Increasing the Availability of an Application Part 1: Introduction to Container Orchestration
Development of TBCare has not been a smooth experience. This is most apparent when performing quality assurance tests on our app. For months, our application has been hosted in a single computing instance in our faculty’s server. Both development and staging version of TBCare is running on this single server, and it is proving to be more trouble than it’s worth.
Running an application on a single machine means that we are at the mercy of our provider’s availability. This is troubling for several reasons, chief of which are the fact that our faculty’s servers are not really reliable. Servers will occasionally have their capabilities reduced — increasing the response time of each HTTP requests — if not just go down. Worst of all is when our host went down the night before sprint review! Clearly, our application can benefit with more availability and disaster recovery… and so begins my journey to try to tackle this issue.
There are several issues that will be addressed in this two part series blog. The main problem of these issues are: How can we improve our current software architecture to be more reliable, such that the chance of failure during disasters are minimized? Several points of improvements will be presented to answer, each requiring their own solutions. Part 1 of this article will delve into improving the availability of our application as a whole, while the second part will focus on improving the availability of our application database.
TBCare web application is a standard client-server architecture web application. Users can access our data management service through a web interface, which sends CRUD requests through our API. Currently, both the front end and back end of our applications are hosted on separate machines. The back end of TBCare is more containerized and more complex than it’s front counterpart, so we will focus on the former.

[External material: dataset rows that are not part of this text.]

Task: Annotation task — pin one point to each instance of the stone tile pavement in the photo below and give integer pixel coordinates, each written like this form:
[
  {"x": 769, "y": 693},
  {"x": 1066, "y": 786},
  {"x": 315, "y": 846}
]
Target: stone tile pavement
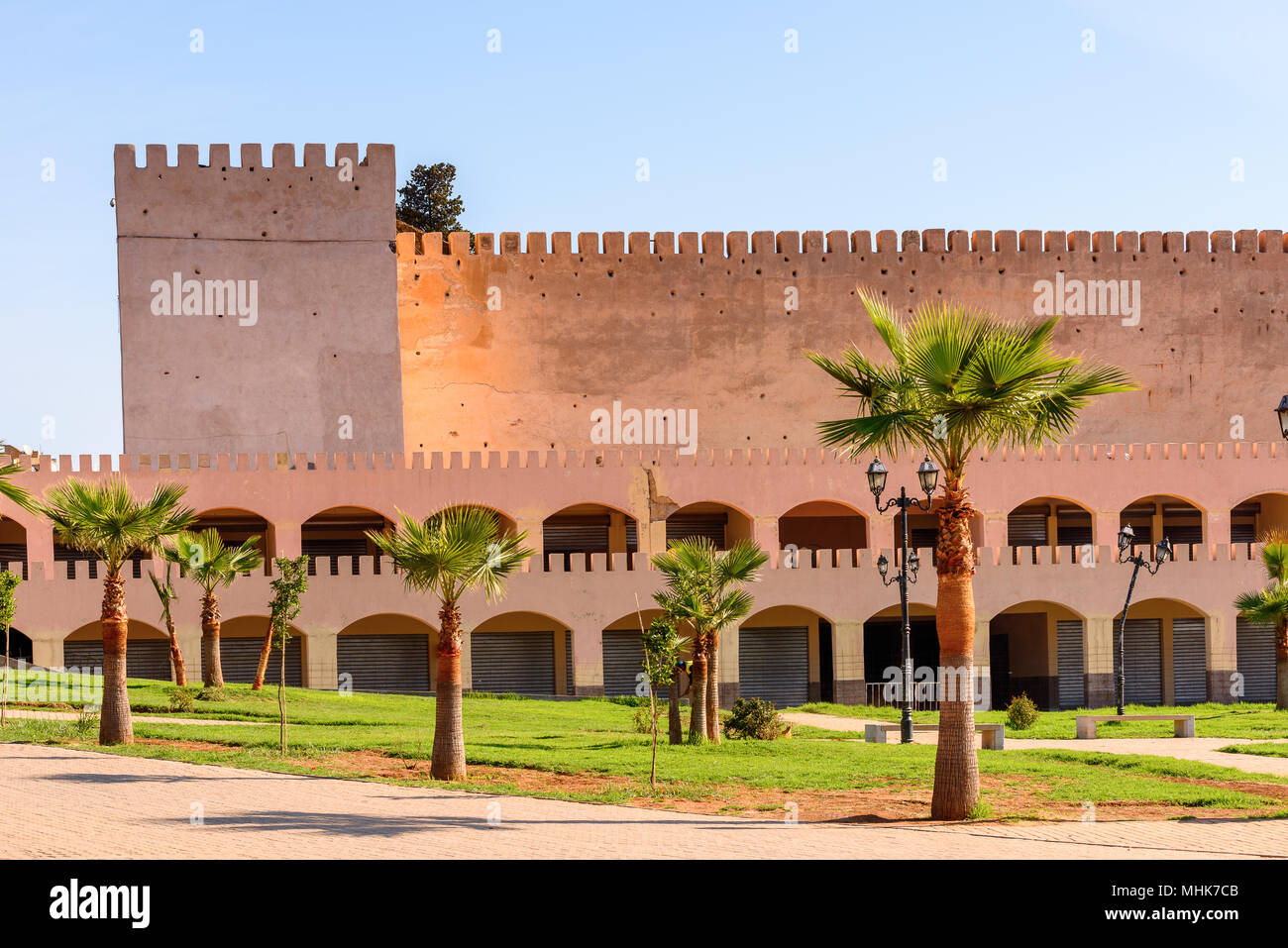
[{"x": 55, "y": 802}]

Our back end application has been containerized. Several key functionalities have been isolated from each other and have been implemented on separate containers. Load balancing, API handling, database connection, and monitoring each have their own containers.
Below is the overview on our current architecture. Edges connecting two containers implies that there will be HTTP requests exchanged between them.
Based on the diagram above, we can notice several problems right away:
- All containers are hosted inside one computing instance, making that computing instance a single point of failure without any plans for disaster.
- Each containers only have 1 replica. As such, should any one of the container go down, the whole application stops working. This means that each one of containers above is a potential single point of failure.
Our main task will be to secure these points of failures. The goal is to create some redundancies such that our uptime will not be disturbed even if one of the components above went down.
Tackling the first issue is easy (at least theoretically). Just provision more servers! Ideally, these servers should be apart from each other, even running on separate electricity grid. This should minimize the risk of both servers going down simultaneously. This can be done easily by utilizing cloud providers to create several VMs. For the sake of this article, 3 computing instance will be used.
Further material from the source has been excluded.